You need to use type hints consistently. In def _seg_to_str(segment: list):
, segment should be list[int]
, and the return type should be -> str
.
groups = itertools.groupby(enumerate(sorted(self)), lambda x: x[1] - x[0])
is very dense and opaque. It returns something like ((1, [(0, 1), (1, 2), (2, 3)]), (3, [(3, 6), (4, 7), (5, 8)]), (4, [(6, 10), (7, 11)]), (6, [(8, 14), (9, 15), (10, 16)]), (7, [(11, 18)]), (8, [(12, 20), (13, 21), (14, 22), (15, 23), (16, 24), (17, 25)]))
, which is an iterable of tuples of an int and a list of tuples of two ints. No comment in sight as to what those mean, so maintainability is low.
Next, you have [list(map(operator.itemgetter(1), g)) for _, g in groups]
, which is making a nested list of lists ... plus for _, g in groups
is extracting the second item of elements of groups, and operator.itemgetter(1)
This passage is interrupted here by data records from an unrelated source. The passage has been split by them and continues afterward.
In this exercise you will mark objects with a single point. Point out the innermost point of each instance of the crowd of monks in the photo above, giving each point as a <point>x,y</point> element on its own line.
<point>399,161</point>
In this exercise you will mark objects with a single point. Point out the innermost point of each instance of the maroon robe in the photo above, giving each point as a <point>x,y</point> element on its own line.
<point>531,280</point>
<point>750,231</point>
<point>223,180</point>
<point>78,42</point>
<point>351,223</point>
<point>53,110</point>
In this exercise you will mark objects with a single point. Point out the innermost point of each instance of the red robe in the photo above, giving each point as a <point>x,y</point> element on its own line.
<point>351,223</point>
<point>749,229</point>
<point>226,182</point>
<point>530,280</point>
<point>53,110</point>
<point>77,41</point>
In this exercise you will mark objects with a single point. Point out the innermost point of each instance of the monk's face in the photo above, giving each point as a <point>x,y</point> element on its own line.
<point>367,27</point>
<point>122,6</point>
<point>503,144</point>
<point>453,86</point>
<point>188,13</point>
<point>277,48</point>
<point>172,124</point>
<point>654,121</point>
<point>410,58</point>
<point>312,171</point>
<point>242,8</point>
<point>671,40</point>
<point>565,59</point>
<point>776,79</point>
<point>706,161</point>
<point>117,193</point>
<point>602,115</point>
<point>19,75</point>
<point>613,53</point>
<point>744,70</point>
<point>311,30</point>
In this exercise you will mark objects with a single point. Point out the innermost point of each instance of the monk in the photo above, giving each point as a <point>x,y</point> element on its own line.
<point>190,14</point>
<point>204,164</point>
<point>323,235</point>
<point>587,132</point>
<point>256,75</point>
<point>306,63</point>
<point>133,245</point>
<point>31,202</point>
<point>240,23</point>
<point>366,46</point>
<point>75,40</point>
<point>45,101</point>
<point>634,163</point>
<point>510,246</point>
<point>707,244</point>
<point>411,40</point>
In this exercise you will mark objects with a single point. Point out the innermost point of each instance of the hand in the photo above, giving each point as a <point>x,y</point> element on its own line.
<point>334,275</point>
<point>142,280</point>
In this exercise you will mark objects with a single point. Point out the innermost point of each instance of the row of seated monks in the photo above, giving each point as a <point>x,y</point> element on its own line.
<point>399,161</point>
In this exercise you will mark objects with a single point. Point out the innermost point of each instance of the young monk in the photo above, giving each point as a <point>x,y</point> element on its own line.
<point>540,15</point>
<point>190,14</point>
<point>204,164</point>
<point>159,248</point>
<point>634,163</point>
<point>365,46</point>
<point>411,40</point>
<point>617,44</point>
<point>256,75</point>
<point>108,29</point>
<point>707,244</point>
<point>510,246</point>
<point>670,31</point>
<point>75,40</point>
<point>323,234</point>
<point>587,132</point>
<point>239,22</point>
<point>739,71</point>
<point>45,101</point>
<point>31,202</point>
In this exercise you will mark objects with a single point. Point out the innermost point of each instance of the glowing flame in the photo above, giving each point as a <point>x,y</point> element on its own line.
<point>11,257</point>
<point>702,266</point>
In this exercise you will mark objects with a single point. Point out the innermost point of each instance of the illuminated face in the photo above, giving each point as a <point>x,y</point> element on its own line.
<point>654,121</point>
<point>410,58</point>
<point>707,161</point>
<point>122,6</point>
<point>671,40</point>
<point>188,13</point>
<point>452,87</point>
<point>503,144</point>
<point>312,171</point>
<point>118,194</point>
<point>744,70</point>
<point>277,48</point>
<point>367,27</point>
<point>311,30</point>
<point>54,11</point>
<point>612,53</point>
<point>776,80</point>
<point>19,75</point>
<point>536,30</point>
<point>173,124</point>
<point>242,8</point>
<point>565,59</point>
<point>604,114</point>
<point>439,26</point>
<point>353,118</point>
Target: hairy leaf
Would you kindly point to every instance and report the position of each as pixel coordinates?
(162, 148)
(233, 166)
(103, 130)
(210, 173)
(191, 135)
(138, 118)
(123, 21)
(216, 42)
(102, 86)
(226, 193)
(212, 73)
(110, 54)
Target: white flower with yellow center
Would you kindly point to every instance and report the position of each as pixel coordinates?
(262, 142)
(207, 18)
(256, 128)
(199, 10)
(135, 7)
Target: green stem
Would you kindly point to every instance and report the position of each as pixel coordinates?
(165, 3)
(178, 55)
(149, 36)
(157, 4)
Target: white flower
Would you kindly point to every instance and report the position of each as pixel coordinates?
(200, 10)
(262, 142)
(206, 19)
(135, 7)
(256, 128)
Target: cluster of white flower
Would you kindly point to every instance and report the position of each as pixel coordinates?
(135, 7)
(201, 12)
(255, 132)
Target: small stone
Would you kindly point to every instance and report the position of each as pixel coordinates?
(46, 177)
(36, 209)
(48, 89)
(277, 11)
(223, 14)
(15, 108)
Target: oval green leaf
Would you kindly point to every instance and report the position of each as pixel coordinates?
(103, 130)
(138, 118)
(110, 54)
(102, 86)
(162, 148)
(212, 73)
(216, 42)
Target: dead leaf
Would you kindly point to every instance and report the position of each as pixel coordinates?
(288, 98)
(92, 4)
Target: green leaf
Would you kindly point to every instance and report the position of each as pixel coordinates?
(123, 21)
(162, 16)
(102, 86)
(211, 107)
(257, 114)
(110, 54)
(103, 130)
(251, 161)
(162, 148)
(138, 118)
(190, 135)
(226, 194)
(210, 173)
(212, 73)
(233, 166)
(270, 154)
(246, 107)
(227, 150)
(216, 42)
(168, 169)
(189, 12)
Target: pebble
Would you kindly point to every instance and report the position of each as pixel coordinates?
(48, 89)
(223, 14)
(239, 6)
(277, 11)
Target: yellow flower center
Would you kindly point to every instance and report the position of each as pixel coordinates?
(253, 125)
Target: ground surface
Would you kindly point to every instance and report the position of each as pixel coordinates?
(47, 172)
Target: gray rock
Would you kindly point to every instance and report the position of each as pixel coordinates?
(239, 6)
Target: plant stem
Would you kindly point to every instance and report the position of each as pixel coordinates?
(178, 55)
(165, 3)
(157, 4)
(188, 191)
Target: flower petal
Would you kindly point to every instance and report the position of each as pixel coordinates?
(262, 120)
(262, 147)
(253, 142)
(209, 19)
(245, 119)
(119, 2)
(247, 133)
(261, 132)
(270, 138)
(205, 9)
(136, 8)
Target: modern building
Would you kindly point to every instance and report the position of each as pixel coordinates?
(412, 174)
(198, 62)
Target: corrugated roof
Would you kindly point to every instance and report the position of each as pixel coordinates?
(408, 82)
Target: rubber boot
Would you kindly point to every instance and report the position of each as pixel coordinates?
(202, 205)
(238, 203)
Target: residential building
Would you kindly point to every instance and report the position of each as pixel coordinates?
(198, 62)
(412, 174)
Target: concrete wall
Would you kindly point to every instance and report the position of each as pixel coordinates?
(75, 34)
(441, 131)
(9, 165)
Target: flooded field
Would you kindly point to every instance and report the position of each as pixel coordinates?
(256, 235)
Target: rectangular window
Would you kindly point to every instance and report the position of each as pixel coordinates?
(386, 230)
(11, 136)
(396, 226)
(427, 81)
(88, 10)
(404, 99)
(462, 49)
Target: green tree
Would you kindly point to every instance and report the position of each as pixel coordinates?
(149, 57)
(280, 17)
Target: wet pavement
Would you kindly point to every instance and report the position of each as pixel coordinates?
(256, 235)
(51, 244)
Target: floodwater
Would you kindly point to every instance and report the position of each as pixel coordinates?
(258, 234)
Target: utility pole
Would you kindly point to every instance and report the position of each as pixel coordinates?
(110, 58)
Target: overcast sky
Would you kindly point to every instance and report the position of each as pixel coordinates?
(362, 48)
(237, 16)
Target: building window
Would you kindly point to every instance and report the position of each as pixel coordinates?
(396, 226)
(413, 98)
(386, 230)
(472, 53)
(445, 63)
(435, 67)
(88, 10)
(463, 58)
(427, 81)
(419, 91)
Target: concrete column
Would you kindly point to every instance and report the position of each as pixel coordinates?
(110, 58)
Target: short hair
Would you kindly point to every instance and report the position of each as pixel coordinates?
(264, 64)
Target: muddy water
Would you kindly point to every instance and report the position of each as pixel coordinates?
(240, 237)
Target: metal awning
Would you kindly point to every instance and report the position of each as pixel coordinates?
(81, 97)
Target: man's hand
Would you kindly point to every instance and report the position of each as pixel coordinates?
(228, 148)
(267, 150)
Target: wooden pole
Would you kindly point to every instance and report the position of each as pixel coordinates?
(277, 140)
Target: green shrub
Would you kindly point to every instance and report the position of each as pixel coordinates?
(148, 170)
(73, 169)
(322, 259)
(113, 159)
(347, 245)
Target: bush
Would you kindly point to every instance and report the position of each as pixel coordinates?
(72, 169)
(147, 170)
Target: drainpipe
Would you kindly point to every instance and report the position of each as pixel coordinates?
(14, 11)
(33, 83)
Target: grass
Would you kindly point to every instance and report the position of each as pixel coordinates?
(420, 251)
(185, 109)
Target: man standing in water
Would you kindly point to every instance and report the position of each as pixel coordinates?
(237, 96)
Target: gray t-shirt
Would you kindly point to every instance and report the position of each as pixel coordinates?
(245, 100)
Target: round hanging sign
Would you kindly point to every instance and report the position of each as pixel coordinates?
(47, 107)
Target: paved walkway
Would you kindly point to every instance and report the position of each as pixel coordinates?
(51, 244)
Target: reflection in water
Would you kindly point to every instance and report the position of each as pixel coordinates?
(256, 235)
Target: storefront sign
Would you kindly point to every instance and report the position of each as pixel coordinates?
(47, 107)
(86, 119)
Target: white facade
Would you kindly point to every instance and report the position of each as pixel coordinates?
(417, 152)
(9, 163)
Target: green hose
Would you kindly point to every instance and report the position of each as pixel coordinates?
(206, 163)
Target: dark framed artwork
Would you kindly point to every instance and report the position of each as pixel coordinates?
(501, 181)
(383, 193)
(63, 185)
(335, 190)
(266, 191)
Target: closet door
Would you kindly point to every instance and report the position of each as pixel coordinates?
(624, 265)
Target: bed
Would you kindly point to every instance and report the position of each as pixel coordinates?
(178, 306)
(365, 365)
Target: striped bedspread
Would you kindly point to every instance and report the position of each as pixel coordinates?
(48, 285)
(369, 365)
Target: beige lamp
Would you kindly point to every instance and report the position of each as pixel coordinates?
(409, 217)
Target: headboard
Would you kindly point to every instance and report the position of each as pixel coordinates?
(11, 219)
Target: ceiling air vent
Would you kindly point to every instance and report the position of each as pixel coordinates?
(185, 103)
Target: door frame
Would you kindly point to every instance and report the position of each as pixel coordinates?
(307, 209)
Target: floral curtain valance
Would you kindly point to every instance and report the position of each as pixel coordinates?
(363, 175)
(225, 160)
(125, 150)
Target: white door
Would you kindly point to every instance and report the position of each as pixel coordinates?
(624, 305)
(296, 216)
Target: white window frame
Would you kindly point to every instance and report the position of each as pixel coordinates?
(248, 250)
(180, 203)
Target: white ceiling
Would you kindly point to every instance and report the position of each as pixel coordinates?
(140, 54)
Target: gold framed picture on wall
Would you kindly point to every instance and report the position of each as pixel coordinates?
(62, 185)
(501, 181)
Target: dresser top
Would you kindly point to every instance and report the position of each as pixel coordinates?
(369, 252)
is also extracting the second item of something. Again, no comment in sight.
Different implementation
The segments = [list(...) for ...]
statement could be turned into a generator to prevent unnecessary construction of the outer loop, but the inner lists all get unnecessarily created. A lighter weight implementation could be made with a function that takes elements one-at-a-time, collect sequential elements, and yield
string of either single elements or ranges. No tuples or lists need to be constructed.
Perhaps:
def pretty_set(data: set[int]) -> str:
"""Create a string representation of a set of integers, with the integers
in increasing order, and consecutive integers represented by a start value,
two dots, and the end value.
>>> pretty_set({1, 5, 12, 2, 3, 13, 6, 7})
'{1..3, 5..7, 12, 13}'
"""
def segments():
it = iter(sorted(data))
start = end = next(it)
for item in it:
if item == end + 1:
end = item
else:
if end > start + 1:
yield f"{start}..{end}"
else:
yield str(start)
if start != end:
yield str(end)
start = item
end = item
if end > start + 1:
yield f"{start}..{end}"
else:
yield str(start)
if start != end:
yield str(end)
if len(data) < 2:
return str(data)
return "{" + ", ".join(segments()) + "}"
data = {1, 2, 3, 6, 7, 8, 10, 11, 14, 15, 16, 18, 20, 21, 22, 23, 24, 25}
print(pretty_set(data))
It is longer, but perhaps it might be more understandable, and possibly a little more efficient.